Desdobramentos da crise, como infinitas falhas elétricas, atrasos e desmaios nas plataformas sem ar-condicionado, deram origem ao termo "verão infernal".
Bill de Blasio, prefeito de Nova York, desabafou no programa de rádio "Brian Lehrer Show" em maio: "Sejamos claros, há uma divisão de trabalho. Se você tem problemas com a polícia de Nova York, fale comigo, mas se não gostar de algo que acontece no metrô, fale com o governador. Ele deveria levar a sério sua responsabilidade e ter um plano de ação".
No mês passado, Cuomo, que tem posado em túneis do metrô com capacete de obra ao estilo Dória, deu um ano à Consolidated Edison, companhia de energia que opera na cidade, para identificar e reparar defeitos nas vias metroviárias, sem contar com a inspeção no nível da rua, que corre em paralelo aos mais de mil quilômetros de trilhos subterrâneos.
O atual quadro de penúria pode ser interpretado como um eco dos últimos 40 anos, desde que o governo Reagan limitou impostos para investimentos em infraestrutura pública, apesar de partes do sistema elétrico e da sinalização do metrô datarem da Depressão.
BUNKERS
A terceira edição do Photoville, festival gratuito de fotografia a ser realizado entre 13 e 24 de setembro, promete dar mais colorido à cidade. Os dois temas da mostra são polêmicos: imigração e mudança climática.
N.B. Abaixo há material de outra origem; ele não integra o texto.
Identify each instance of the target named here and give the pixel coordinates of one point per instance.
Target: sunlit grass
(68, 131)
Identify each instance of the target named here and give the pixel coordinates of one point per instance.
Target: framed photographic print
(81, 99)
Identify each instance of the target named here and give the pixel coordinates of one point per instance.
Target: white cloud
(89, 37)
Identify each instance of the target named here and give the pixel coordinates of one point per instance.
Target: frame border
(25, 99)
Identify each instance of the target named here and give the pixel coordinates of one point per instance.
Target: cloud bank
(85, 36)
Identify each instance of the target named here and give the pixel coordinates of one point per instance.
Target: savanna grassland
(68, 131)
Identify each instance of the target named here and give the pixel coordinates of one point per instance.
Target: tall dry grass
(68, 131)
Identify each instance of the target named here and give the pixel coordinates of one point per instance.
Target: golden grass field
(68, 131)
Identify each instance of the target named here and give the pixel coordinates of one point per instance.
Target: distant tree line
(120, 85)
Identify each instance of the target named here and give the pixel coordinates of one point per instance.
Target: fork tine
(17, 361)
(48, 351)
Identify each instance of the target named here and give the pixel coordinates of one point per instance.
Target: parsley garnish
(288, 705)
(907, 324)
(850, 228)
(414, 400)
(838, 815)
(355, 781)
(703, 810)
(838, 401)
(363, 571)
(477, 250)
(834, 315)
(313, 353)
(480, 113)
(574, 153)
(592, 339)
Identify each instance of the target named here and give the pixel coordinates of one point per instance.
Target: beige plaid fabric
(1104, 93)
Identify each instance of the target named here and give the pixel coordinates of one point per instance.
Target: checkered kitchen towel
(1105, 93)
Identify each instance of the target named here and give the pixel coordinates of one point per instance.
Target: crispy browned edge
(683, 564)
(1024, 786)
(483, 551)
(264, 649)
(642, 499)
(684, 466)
Produzido pela United Photo Industries, organização sem fins lucrativos do Brooklyn, o evento espalhará pelo menos 55 contêineres de cores fortes, que serão utilizados como espaços expositivos sob a ponte do Brooklyn, além de promover workshops e demonstrações de câmeras.
CALDER E OITICICA
O artista americano Alexander Calder foi três vezes ao Brasil, onde tornou-se amigo de Burle Marx, Rino Levi e Mário Pedrosa, este último considerado mentor do neoconcretismo. É notória a influência de Calder na arte de Oiticica , que morou sete anos em Nova York. A dupla inspira um par de exposições bastante afinadas entre si, ambas em cartaz no Whitney. A de Oiticica vai até 1º/10, enquanto a de Calder termina em 23/10.
LUCRECIA ZAPPI, 45, jornalista e escritora, é autora de "Acre" (Todavia).